You want to answer with confidence, not gut feelings. You want to turn those questions into decisions that stick.
That's where Product Portfolio Strategy comes in. This course helps you size bets, sequence work, and keep everyone aligned with clear guardrails.
Mini Case
Meet Priya. She manages a portfolio of 8 products at a mid-size SaaS company. Every quarter, her VP asks for a roadmap update. Every quarter, Priya scrambles to pull together data.
Last quarter, she tried something new. She defined one guardrail: "No product can drop below 90% uptime." That single rule killed 3 pet projects that would have caused outages. It saved her team 12% in unplanned work.
Her VP noticed. The next meeting was 20 minutes, not 2 hours. Decisions got made on the spot.
Do This Now (5 Steps)
- List your current bets. Write down every product or feature you're actively working on. Keep it to one page.
- Add rough sizing. For each bet, estimate effort (small, medium, large) and confidence (low, medium, high). Don't overthink it.
- Define one guardrail. Pick one thing that must not get worse. Example: "Customer support tickets per product must stay under 50 per week."
- Check your sequence. Look at your list. Does the order of work make sense? Move the high-confidence, high-value bets to the front.
- Share with one stakeholder. Show them your one-page portfolio map. Ask: "Does this match your priorities?" You'll get feedback in 5 minutes.
Avoid These Traps
- Trap: Trying to be perfect. Your first portfolio map will be messy. That's fine. Update it next week.
- Trap: Adding too many guardrails. Start with one. More than three and you'll spend all your time checking rules.
- Trap: Keeping it secret. A portfolio map only works if people see it. Share it early, share it often.
- Trap: Forgetting to kill things. If a bet has low confidence and low value, drop it. Free up capacity for what matters.
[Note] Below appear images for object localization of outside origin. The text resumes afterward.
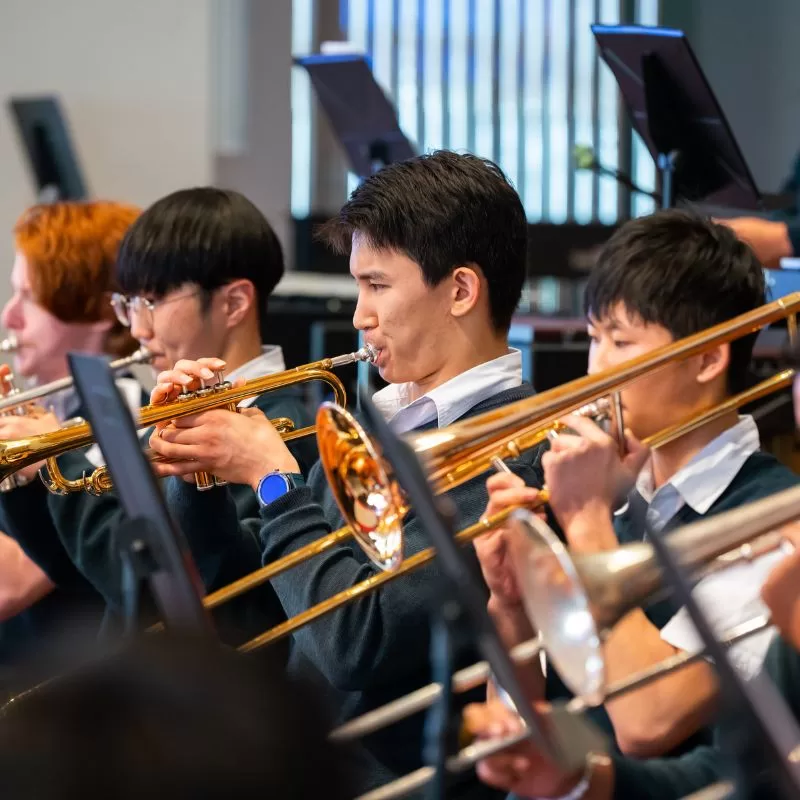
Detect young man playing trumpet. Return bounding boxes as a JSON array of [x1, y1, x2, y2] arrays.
[[148, 150, 545, 797], [26, 188, 317, 649]]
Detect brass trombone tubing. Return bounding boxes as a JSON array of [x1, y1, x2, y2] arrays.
[[202, 419, 574, 611], [403, 293, 800, 480], [350, 623, 769, 800], [331, 614, 771, 745], [235, 371, 793, 651], [0, 348, 373, 484]]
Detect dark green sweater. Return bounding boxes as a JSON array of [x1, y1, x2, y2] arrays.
[[0, 387, 317, 665], [166, 383, 546, 796]]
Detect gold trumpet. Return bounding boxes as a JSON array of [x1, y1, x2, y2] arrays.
[[0, 345, 376, 496], [216, 292, 799, 654], [0, 343, 152, 491]]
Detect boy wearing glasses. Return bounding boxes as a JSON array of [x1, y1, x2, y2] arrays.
[[0, 188, 315, 656]]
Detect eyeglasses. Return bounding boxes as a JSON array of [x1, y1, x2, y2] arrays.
[[110, 289, 203, 329]]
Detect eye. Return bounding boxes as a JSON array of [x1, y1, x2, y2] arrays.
[[612, 339, 632, 349], [369, 282, 387, 291]]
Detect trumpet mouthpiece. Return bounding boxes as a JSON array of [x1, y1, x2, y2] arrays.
[[0, 334, 18, 354], [359, 343, 379, 363], [329, 344, 379, 368]]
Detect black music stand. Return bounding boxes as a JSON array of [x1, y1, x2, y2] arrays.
[[591, 25, 769, 211], [294, 53, 416, 178], [68, 353, 212, 636], [644, 520, 800, 798], [9, 96, 88, 202], [357, 394, 604, 798]]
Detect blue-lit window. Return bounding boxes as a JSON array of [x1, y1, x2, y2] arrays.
[[291, 0, 661, 222]]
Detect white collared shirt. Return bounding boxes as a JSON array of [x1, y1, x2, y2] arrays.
[[371, 348, 523, 434], [635, 415, 780, 678], [635, 415, 761, 529], [226, 345, 287, 409]]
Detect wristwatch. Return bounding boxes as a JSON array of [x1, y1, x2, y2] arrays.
[[255, 471, 305, 507]]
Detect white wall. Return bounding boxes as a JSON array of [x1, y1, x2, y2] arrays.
[[0, 0, 213, 304]]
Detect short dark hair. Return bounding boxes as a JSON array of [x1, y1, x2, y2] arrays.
[[317, 150, 528, 332], [0, 635, 354, 800], [116, 188, 284, 336], [584, 209, 766, 393]]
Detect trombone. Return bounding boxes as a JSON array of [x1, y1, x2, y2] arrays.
[[206, 292, 799, 652], [333, 483, 800, 800], [0, 344, 376, 496]]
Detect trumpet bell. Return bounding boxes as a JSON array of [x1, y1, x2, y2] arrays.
[[316, 402, 406, 571], [508, 510, 606, 704]]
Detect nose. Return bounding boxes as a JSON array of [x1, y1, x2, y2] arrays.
[[352, 290, 376, 333], [587, 341, 607, 376], [1, 293, 22, 332], [129, 311, 153, 344]]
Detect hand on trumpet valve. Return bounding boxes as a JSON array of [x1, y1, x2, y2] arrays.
[[0, 398, 60, 483], [150, 357, 231, 405], [542, 414, 649, 540], [463, 700, 588, 798], [149, 405, 300, 488]]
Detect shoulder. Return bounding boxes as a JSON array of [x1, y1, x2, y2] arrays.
[[719, 451, 800, 508]]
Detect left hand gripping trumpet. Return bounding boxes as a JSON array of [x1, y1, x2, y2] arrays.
[[0, 345, 377, 496]]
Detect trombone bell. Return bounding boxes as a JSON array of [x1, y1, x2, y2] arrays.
[[316, 403, 405, 570]]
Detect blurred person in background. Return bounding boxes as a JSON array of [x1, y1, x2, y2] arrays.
[[0, 200, 142, 682], [0, 632, 355, 800]]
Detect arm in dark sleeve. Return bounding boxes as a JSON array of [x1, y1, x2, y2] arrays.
[[785, 220, 800, 258], [47, 450, 257, 612], [259, 457, 544, 692], [610, 746, 728, 799], [0, 480, 91, 591]]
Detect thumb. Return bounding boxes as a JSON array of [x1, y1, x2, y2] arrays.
[[622, 429, 650, 474]]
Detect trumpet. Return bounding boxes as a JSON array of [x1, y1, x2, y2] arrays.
[[203, 292, 799, 654], [0, 346, 152, 492], [0, 345, 376, 496]]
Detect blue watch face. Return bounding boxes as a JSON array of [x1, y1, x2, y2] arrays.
[[258, 473, 291, 505]]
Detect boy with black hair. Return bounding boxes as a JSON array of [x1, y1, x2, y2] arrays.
[[148, 150, 544, 796], [0, 188, 316, 650], [473, 209, 800, 782]]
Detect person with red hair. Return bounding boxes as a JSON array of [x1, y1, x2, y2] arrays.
[[0, 200, 142, 681]]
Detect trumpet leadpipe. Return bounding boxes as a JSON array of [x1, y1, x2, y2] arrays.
[[0, 346, 152, 413]]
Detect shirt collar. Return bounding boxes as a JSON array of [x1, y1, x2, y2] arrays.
[[226, 346, 287, 408], [371, 348, 523, 435], [636, 415, 761, 515]]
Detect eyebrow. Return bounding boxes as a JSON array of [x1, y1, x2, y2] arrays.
[[355, 271, 389, 282], [586, 315, 621, 332]]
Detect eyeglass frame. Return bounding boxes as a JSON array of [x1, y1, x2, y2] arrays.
[[110, 288, 206, 328]]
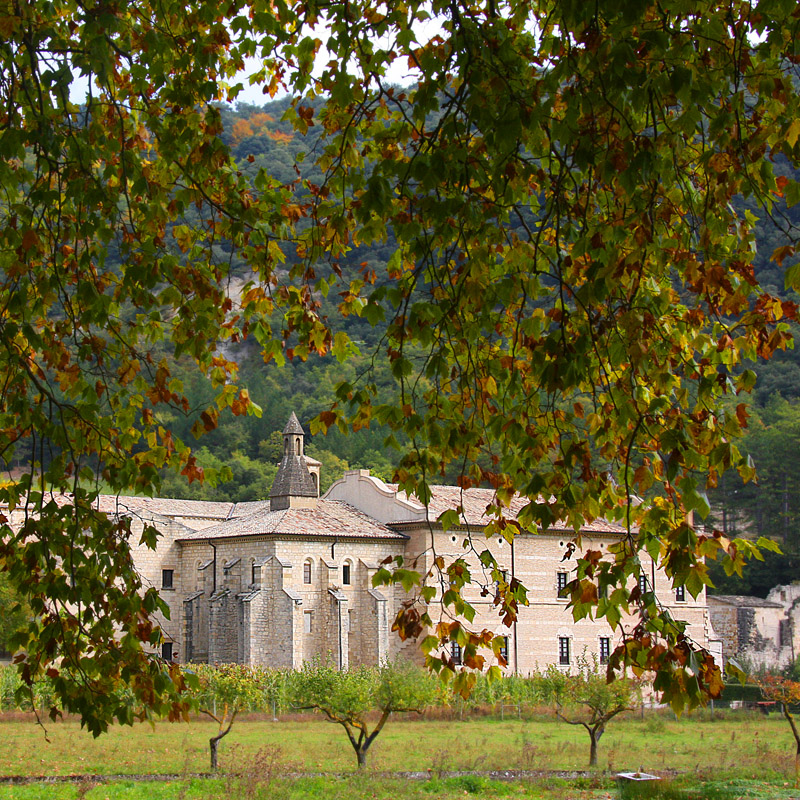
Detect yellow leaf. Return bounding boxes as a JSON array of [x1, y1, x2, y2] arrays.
[[787, 119, 800, 148]]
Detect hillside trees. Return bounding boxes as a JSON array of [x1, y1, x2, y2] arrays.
[[2, 0, 800, 721], [297, 0, 800, 709], [707, 396, 800, 596]]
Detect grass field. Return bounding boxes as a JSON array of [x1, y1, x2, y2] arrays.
[[0, 710, 797, 799]]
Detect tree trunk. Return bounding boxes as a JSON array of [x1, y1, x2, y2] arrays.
[[203, 707, 237, 773], [588, 726, 604, 767], [210, 736, 219, 772], [357, 747, 368, 769], [209, 721, 235, 771], [781, 706, 800, 785]]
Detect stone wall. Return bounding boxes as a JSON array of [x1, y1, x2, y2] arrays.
[[708, 594, 793, 671], [126, 510, 195, 657], [400, 525, 710, 674], [172, 535, 407, 667]]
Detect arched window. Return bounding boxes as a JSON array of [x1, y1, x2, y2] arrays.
[[310, 472, 318, 492], [296, 437, 301, 455], [303, 559, 312, 584], [342, 560, 352, 585]]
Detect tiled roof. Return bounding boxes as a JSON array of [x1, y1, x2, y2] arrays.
[[1, 493, 238, 527], [392, 484, 627, 534], [95, 495, 234, 520], [176, 499, 406, 542], [707, 594, 783, 608], [269, 453, 317, 499], [283, 412, 304, 435], [229, 500, 272, 518]]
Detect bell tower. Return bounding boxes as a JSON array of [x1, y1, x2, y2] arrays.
[[269, 412, 319, 510]]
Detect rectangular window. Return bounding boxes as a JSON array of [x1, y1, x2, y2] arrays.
[[304, 611, 313, 634], [161, 569, 174, 589], [451, 641, 462, 665], [675, 584, 685, 602], [638, 574, 648, 595], [499, 636, 509, 663], [161, 642, 173, 661], [558, 636, 570, 666], [599, 636, 611, 665], [342, 563, 351, 585], [252, 564, 261, 588], [780, 619, 792, 647], [557, 572, 568, 597], [303, 561, 312, 584]]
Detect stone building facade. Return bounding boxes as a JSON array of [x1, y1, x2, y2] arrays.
[[708, 585, 800, 672], [75, 414, 716, 672]]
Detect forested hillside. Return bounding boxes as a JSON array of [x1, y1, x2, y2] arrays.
[[5, 96, 796, 597], [131, 97, 489, 501], [78, 96, 795, 598], [180, 99, 800, 599]]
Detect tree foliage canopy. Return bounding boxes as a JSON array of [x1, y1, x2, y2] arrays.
[[290, 659, 438, 768], [3, 0, 800, 722], [542, 660, 639, 766]]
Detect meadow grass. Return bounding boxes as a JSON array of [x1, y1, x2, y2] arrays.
[[0, 709, 796, 798], [0, 774, 798, 800], [0, 709, 793, 776]]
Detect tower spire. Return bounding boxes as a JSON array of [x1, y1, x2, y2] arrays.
[[269, 413, 318, 510]]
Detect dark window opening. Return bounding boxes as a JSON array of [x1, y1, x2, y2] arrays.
[[780, 619, 792, 647], [342, 563, 351, 585], [161, 642, 173, 661], [162, 569, 174, 589], [451, 641, 462, 665], [599, 636, 611, 665], [304, 561, 312, 584], [499, 636, 509, 663], [557, 572, 568, 597], [558, 636, 570, 666]]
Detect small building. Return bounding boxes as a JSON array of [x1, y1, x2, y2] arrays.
[[707, 594, 794, 672]]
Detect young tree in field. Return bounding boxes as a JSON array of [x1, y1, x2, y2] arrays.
[[758, 675, 800, 783], [542, 662, 638, 767], [190, 664, 264, 771], [290, 660, 437, 769], [3, 0, 800, 724]]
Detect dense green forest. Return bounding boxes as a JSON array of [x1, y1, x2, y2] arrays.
[[15, 97, 800, 598], [152, 99, 800, 597]]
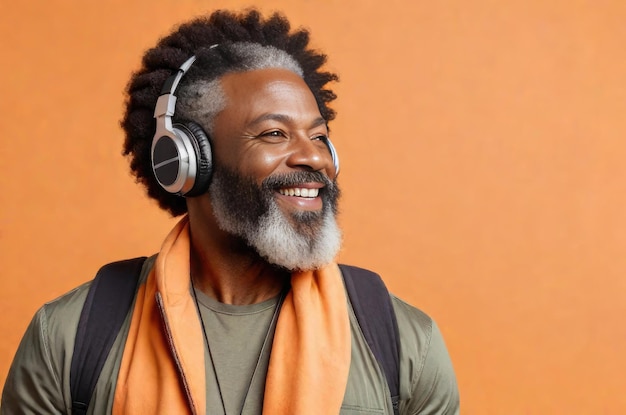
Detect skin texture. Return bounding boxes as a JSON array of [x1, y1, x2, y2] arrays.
[[186, 68, 336, 305]]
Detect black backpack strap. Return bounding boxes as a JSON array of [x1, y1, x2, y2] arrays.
[[70, 257, 147, 415], [339, 264, 401, 415]]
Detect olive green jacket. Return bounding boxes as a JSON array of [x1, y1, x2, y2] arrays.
[[1, 256, 459, 414]]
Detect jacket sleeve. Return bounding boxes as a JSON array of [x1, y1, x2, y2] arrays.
[[393, 297, 460, 415], [1, 307, 66, 414]]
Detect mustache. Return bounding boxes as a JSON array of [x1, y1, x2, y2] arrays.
[[262, 171, 335, 190]]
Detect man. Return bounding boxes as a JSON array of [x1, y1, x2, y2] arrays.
[[1, 9, 459, 415]]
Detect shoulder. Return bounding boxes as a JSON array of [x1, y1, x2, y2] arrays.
[[391, 295, 434, 342], [1, 256, 156, 413], [1, 281, 92, 413], [27, 279, 94, 364], [40, 255, 154, 343], [391, 295, 460, 414], [40, 255, 155, 340], [390, 295, 436, 389], [42, 280, 92, 330]]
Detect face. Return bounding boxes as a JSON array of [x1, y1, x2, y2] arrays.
[[206, 68, 342, 270]]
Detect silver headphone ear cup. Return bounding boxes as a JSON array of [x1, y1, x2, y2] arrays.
[[325, 137, 340, 176], [151, 127, 198, 195]]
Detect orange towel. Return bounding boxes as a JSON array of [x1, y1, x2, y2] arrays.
[[113, 216, 351, 414]]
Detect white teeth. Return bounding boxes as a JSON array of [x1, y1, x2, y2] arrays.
[[279, 188, 319, 198]]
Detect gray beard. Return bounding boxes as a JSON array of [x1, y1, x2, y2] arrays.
[[208, 167, 342, 271]]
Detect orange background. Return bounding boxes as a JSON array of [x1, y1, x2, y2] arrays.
[[1, 0, 625, 413]]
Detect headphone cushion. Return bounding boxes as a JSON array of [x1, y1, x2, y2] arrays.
[[176, 121, 213, 196]]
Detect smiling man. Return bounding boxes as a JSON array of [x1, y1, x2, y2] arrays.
[[2, 9, 459, 415]]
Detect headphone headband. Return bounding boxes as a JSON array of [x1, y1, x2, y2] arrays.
[[160, 55, 197, 95], [154, 55, 197, 121]]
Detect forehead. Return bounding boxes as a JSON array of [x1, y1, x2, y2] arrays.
[[216, 68, 322, 123]]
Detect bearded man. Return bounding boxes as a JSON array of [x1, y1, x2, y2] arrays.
[[2, 9, 459, 415]]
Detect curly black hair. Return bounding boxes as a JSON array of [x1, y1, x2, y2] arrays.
[[121, 9, 339, 216]]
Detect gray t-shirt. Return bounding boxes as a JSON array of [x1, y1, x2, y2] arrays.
[[195, 289, 281, 415]]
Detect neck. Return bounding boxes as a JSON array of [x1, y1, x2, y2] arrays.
[[188, 208, 289, 306]]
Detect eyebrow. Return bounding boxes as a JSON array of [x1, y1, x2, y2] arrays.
[[248, 113, 327, 130]]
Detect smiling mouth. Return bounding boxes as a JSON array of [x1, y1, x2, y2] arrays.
[[278, 187, 320, 198]]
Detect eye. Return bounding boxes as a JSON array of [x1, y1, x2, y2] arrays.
[[258, 130, 288, 141], [312, 134, 328, 141]]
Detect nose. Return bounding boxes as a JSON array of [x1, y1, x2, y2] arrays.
[[286, 135, 336, 176]]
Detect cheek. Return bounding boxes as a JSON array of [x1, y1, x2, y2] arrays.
[[237, 147, 286, 177]]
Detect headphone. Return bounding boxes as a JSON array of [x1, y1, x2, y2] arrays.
[[151, 53, 341, 197]]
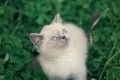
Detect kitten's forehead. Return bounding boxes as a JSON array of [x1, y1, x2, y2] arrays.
[[41, 23, 64, 34]]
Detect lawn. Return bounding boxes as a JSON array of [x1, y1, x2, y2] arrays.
[[0, 0, 120, 80]]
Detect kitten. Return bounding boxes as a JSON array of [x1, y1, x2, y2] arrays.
[[30, 13, 88, 80]]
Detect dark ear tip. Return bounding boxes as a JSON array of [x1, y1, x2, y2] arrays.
[[29, 33, 34, 40], [56, 13, 60, 17], [29, 33, 39, 42], [29, 33, 44, 47], [29, 33, 43, 39], [52, 13, 62, 23]]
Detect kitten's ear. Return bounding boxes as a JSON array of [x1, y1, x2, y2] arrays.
[[30, 33, 43, 47], [52, 13, 62, 23]]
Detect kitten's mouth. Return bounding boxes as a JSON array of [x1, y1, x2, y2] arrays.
[[64, 38, 69, 47], [60, 36, 70, 47]]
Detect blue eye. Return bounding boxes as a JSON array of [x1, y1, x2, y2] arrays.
[[62, 29, 67, 35], [51, 36, 58, 41]]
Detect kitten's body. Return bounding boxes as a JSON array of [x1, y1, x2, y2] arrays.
[[30, 14, 88, 80]]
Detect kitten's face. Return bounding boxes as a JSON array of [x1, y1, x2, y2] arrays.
[[30, 13, 70, 54], [42, 24, 69, 49]]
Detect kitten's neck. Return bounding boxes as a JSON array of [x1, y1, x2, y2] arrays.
[[39, 49, 69, 61], [39, 42, 74, 61]]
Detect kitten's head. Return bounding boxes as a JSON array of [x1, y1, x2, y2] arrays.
[[30, 13, 70, 54]]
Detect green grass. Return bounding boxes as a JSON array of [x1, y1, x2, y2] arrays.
[[0, 0, 120, 80]]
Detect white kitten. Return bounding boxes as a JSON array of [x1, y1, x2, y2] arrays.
[[30, 13, 88, 80]]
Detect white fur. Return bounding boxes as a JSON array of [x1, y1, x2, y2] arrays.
[[35, 22, 88, 80]]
- Trap: Making it a solo exercise. Get input from your team, your stakeholders, and your customers. They'll spot things you miss.
Your Win by Friday
By Friday, you'll have a one-page portfolio map with:
- A list of your current bets
- Rough sizing and confidence for each
- One guardrail that protects your team from bad surprises
You'll walk into your next stakeholder meeting with a clear answer to "Why are we working on this?" And you'll get a nod, not a debate.
That's the win. A decision, not a question.